Journal of Cardiopulmonary Rehabilitation and Prevention | 2007
Michael G. McBride; Tracy Jo Binder; Stephen M. Paridon
BACKGROUND: Chest compression (CC) quality deteriorates with time in adults, possibly because of rescuer fatigue. Little data exist on compression quality in children or on work done to perform compressions in general. We hypothesized that compression quality, work, and rescuer fatigue would differ in child versus adult manikin models. METHODS: This was a prospective randomized crossover study of 45 in-hospital rescuers performing 10 minutes of single-rescuer continuous compressions on each manikin. An accelerometer recorded compression quality measures over 30-second epochs. Work and power were calculated from recorded force data. A modified visual analogue scale measured fatigue. Data were analyzed by using linear mixed-effects models and Cox regression analysis. RESULTS: A total of 88 484 compression cycles were analyzed. Percent adequate CCs/epoch (rate ≥ 100/minute, depth ≥ 38 mm) fell over 10 minutes (child: from 85.1% to 24.6%, adult: from 86.3% to 35.3%; P = .15) and were <70% in both by 2 minutes.
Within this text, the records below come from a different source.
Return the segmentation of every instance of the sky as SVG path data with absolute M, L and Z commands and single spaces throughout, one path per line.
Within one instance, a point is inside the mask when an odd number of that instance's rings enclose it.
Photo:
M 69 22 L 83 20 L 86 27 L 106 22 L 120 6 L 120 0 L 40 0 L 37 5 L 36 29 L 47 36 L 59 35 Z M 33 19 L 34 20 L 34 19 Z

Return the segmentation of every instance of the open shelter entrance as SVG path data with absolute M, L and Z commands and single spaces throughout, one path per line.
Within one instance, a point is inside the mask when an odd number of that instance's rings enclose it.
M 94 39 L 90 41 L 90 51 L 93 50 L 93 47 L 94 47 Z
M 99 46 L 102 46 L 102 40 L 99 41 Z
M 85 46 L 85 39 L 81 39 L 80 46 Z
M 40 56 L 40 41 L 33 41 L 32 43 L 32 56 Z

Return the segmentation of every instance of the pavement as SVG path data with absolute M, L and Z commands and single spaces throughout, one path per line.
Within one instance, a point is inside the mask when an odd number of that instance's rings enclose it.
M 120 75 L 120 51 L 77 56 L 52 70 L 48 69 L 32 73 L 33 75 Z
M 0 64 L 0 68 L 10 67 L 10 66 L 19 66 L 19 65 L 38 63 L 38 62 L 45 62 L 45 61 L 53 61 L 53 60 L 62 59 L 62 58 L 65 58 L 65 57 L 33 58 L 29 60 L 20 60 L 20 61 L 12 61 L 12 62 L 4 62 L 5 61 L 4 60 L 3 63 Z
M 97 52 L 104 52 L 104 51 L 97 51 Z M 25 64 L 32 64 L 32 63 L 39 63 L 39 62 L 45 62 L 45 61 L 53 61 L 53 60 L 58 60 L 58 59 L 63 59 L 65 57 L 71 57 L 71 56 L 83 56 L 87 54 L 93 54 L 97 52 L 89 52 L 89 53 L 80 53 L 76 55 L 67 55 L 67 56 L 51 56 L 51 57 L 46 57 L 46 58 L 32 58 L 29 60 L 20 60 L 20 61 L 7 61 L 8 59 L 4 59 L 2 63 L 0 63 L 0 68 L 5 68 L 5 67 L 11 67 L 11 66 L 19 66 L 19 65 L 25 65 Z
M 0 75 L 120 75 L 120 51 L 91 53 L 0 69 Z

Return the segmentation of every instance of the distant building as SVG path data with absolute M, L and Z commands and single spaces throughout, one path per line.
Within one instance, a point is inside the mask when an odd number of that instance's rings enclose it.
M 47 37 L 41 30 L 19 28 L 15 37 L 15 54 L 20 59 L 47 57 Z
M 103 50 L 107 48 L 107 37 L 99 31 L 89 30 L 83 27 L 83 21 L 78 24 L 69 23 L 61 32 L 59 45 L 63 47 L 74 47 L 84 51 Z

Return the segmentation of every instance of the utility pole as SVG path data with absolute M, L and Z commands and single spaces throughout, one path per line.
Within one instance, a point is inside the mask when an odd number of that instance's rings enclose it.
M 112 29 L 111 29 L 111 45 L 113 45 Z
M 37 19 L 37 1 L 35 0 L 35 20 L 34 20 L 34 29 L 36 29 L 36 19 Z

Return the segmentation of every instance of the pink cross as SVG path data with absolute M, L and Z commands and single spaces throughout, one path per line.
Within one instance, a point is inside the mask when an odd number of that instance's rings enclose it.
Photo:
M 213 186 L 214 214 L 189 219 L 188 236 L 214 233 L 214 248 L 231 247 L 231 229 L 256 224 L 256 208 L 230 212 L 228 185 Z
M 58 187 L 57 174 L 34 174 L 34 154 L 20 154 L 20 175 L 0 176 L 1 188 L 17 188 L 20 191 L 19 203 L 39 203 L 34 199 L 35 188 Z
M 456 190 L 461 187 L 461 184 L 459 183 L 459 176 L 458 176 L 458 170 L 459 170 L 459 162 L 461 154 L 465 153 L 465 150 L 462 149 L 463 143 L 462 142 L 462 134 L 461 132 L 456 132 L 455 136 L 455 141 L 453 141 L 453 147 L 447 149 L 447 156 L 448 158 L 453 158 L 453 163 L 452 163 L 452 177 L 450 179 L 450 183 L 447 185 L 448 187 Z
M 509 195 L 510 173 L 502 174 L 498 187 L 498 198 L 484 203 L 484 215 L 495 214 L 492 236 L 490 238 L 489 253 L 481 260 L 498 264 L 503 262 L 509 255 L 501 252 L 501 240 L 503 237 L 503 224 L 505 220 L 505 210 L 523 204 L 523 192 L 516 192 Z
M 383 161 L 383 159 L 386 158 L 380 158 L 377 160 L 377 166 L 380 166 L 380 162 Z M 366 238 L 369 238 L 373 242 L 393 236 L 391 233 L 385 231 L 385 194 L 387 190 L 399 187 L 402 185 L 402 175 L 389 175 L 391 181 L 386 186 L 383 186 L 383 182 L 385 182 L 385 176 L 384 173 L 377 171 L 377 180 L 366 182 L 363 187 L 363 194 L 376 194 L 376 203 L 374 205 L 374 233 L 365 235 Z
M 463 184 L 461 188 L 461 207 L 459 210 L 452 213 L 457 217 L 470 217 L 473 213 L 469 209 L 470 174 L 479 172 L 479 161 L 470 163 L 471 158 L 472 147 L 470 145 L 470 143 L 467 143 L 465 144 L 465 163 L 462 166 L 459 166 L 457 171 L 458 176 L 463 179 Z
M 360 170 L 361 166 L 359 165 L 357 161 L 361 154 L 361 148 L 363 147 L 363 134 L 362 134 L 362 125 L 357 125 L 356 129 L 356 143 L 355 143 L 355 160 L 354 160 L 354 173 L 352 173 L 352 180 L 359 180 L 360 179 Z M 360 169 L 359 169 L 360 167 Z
Peak work per compression cycle was 13.1 J in the child and 14.3 J in the adult (P = .06; difference, 1.2 J; 95% confidence interval, −0.05 to 2.5). Peak power output was 144.1 W in the child and 166.5 W in the adult (P < .001; difference, 22.4 W, 95% confidence interval, 9.8–35.0). CONCLUSIONS: CC quality deteriorates similarly in child and adult manikin models. Peak work per compression cycle is comparable in both. Peak power output is analogous to that generated during intense exercise such as running. CC providers should switch every 2 minutes as recommended by current guidelines.